One was Wayne State (Detroit) senior Ashley St. Andrew, who placed first in the women’s 1,000-yard freestyle (9 minutes, 52.4 seconds), 500 freestyle (4:53.51) and 1,650 freestyle (16:35.98). The other was West Chester (Pa.) senior Jackie Borkowski, who won the women’s 50-yard freestyle (22.83), 200 freestyle (1:49.31) and 100 freestyle (49.77) to sweep the sprints.
It might be assumed that if a sprinter is strong in one event, she will be strong in all of them. But Borkowski disagrees, especially in regard to the 200.
“It’s kind of hard to be good in all three,” she said following Saturday’s 100 freestyle triumph. “You’re so used to being on the blocks and ready to go, but in the 200 you have to pace yourself. I got lucky in the 200 (Thursday night) because I took it out really fast and I tired in the last 100. I kind of lucked out.”
Borkowski said there is something special about being a sprinter. She feels that it suits her perfectly and is quick to admit that she could never be a versatile and successful distance swimmer.
“When I do a distance swim,” she said, “I hurt in places I never hurt in doing sprint events. If I had to do three distance events, I’d be so sore I wouldn’t know what to do.”
Two-time champions Alexandra Henley (University of California-San Diego) and Drury (Springfield, Mo.) University’s Jun Han Kim knew what to do.

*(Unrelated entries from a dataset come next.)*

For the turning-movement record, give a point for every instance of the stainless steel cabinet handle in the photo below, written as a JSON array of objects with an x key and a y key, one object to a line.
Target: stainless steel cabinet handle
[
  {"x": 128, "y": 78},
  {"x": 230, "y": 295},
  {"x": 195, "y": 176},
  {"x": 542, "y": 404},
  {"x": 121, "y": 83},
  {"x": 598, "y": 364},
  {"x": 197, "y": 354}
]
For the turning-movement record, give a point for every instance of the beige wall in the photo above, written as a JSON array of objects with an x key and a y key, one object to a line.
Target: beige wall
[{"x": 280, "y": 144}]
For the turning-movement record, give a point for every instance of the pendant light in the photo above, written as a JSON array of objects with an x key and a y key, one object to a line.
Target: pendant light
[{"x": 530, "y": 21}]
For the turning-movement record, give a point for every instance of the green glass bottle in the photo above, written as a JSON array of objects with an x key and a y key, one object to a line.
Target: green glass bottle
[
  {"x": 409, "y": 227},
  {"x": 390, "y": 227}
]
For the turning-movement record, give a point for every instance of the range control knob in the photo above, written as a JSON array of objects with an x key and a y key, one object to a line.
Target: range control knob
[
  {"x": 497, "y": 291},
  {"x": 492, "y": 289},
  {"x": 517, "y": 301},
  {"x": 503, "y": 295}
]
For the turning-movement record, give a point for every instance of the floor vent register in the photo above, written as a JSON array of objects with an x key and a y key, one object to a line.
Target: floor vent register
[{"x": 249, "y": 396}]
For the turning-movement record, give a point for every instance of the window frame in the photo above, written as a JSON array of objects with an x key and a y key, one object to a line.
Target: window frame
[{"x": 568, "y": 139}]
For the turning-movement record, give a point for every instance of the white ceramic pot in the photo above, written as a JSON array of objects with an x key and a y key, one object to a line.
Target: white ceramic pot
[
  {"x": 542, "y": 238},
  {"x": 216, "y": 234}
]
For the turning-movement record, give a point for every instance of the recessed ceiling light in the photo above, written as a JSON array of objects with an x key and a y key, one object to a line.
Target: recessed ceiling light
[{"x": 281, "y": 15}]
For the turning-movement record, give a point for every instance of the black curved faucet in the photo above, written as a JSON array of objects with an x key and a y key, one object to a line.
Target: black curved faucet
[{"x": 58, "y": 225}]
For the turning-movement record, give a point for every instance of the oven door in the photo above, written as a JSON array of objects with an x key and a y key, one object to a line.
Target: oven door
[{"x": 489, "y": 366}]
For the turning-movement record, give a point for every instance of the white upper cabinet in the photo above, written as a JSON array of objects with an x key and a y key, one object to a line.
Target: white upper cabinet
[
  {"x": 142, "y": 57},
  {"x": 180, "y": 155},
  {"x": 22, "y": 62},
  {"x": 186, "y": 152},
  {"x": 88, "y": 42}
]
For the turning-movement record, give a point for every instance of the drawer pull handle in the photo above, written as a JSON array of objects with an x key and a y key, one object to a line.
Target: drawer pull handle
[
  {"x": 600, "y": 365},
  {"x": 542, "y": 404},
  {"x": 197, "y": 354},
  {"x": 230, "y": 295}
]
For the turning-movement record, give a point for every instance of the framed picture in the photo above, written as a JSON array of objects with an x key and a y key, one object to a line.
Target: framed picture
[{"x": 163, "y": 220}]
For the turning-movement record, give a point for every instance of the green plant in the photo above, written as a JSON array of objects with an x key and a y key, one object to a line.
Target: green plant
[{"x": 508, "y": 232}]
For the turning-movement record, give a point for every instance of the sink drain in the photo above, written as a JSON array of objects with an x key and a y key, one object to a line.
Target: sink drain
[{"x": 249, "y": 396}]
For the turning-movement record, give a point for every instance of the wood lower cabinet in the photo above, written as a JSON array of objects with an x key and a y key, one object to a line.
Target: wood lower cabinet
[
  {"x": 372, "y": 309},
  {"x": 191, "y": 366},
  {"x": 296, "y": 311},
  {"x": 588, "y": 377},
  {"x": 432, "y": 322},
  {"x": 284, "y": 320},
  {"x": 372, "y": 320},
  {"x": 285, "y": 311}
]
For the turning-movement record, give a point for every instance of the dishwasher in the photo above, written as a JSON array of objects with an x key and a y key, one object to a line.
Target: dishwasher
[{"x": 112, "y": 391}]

The former took first in the women’s 400 individual medley (4:18.71) and 200 butterfly (2:00.30) while the latter won the men’s 200 IM (1:48.18) and 200 Butterfly (1:48.89).
Drury swimming coach Brian Reynolds suggested that it’s tougher for those who cross-stroke to win multiple championships because of the varied skills required.
Henley isn’t so sure.
“Any part of swimming is hard,” she said. “Any time you go up on those blocks you have to be prepared to go really fast. Yeah, it’s tough to [cross-stroke], but sports in general is tough.”
Does it take particularly strong dedication to thrive in multiple events?
“I don’t think the word is ‘dedication,’ ” she said. “I think it’s ‘determination.’ While the team is swimming in duals, I’ll swim with the distance swimmers some days, I’ll swim the [butterfly or backstroke] other days and I’ll swim the IM on other days.”
Henley was particularly gratified to win the 200 individual medley after placing second a year ago. And though she failed to win the 200 backstroke, she achieved her goal of swimming it under two minutes. Had won it, Henley would have joined St. Andrew and Borkowski as three-time champions.